(Bloomberg News) Last week's record volatility in U.S. stocks ended after four days. The anxiety it instilled among mutual-fund investors may linger for years.

Investors pulled a net $23.5 billion from U.S. equity funds in the week ended Aug. 10, the most since October 2008, when markets were reeling from the collapse a month earlier of Lehman Brothers Holdings Inc., the Investment Company Institute said yesterday. The period tracked by the Washington-based trade group included three of the unprecedented four consecutive days in which the Standard & Poor's 500 Index rose or fell by at least 4 percent.

The roller-coaster ride was unnerving for fund investors who have already endured the bursting of the Internet bubble in 2000, a 57 percent collapse in the S&P 500 Index from October 2007 to March 2009 and the one-day plunge in May 2010 that briefly erased $862 billion in value from U.S. shares. The debacles, combined with falling home prices, unemployment above 9 percent and a lack of trust in government to bring down spending, may sour individual investors on domestic stock funds for an additional three to five years, according to Andrew Goldberg, a market strategist at JPMorgan Funds in New York.

"You can't keep having bombs, so to speak, go off," Goldberg said in a telephone interview. "If the second you walk outside another one goes off, you're going to stay inside for longer, and that's what's going on."

History Not Repeating

The $12.2 trillion mutual-fund industry has historically been able to count on investors to come back to stocks after a significant selloff. They did so following "Black Monday" in October 1987, the Asian currency crisis in 1997 and Russia's debt default in 1998. In the year after the 2000-2002 bear market, U.S. equity funds attracted $130 billion, ICI data show.

Funds that buy domestic stocks lost $98 billion in 33 straight weeks of withdrawals last year after the 20-minute plunge in May, ICI data show. They've had redemptions $74 billion this year. The latest withdrawal streak began in 2007 and didn't end even as stock surged from their March 2009 lows.

"What we have seen this time is a much slower return to risk-taking," said Francis Kinniry, principal at Vanguard Group Inc. in Valley Forge, Pennsylvania, the largest U.S. mutual-fund manager. He attributes the difference to falling home prices.

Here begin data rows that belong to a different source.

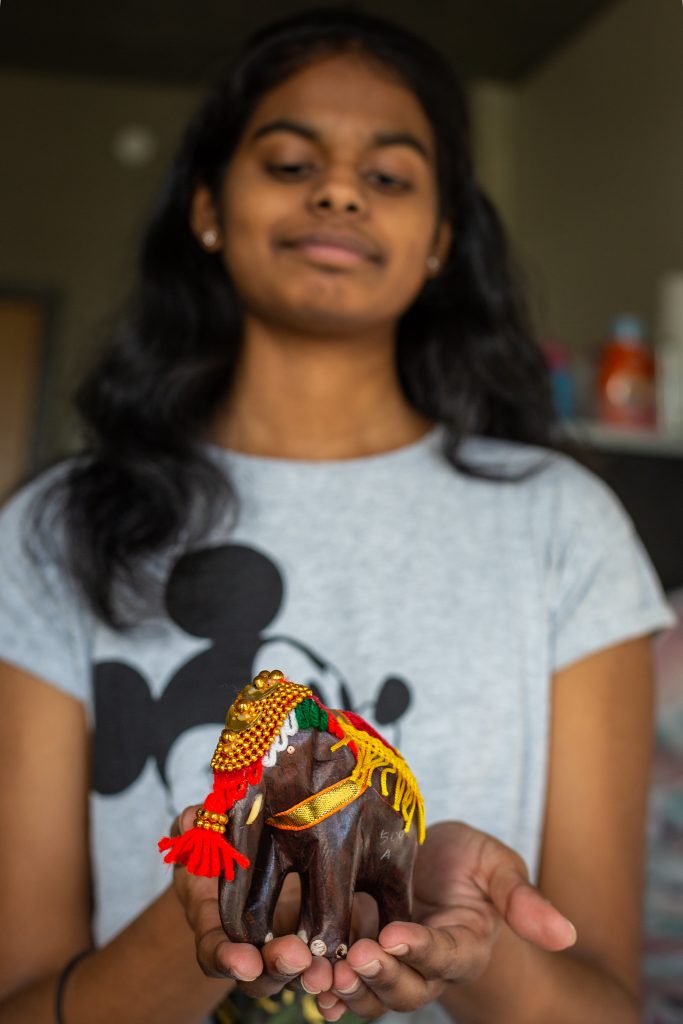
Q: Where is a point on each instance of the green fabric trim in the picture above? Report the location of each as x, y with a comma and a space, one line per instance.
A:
309, 716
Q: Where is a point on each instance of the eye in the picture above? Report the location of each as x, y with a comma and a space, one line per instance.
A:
290, 171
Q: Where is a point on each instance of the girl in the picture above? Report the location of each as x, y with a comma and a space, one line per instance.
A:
322, 441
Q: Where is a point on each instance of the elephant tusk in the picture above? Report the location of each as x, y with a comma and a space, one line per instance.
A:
255, 810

In bear markets prior to 2008, residential property values were rising.

"There was significantly more wealth destruction this time around," Kinniry said.

Index Funds, Bonds

Investors have compensated by shifting some of their money into passively managed index funds and exchange-traded funds that track stock benchmarks, forsaking managers who select the investments they buy and sell.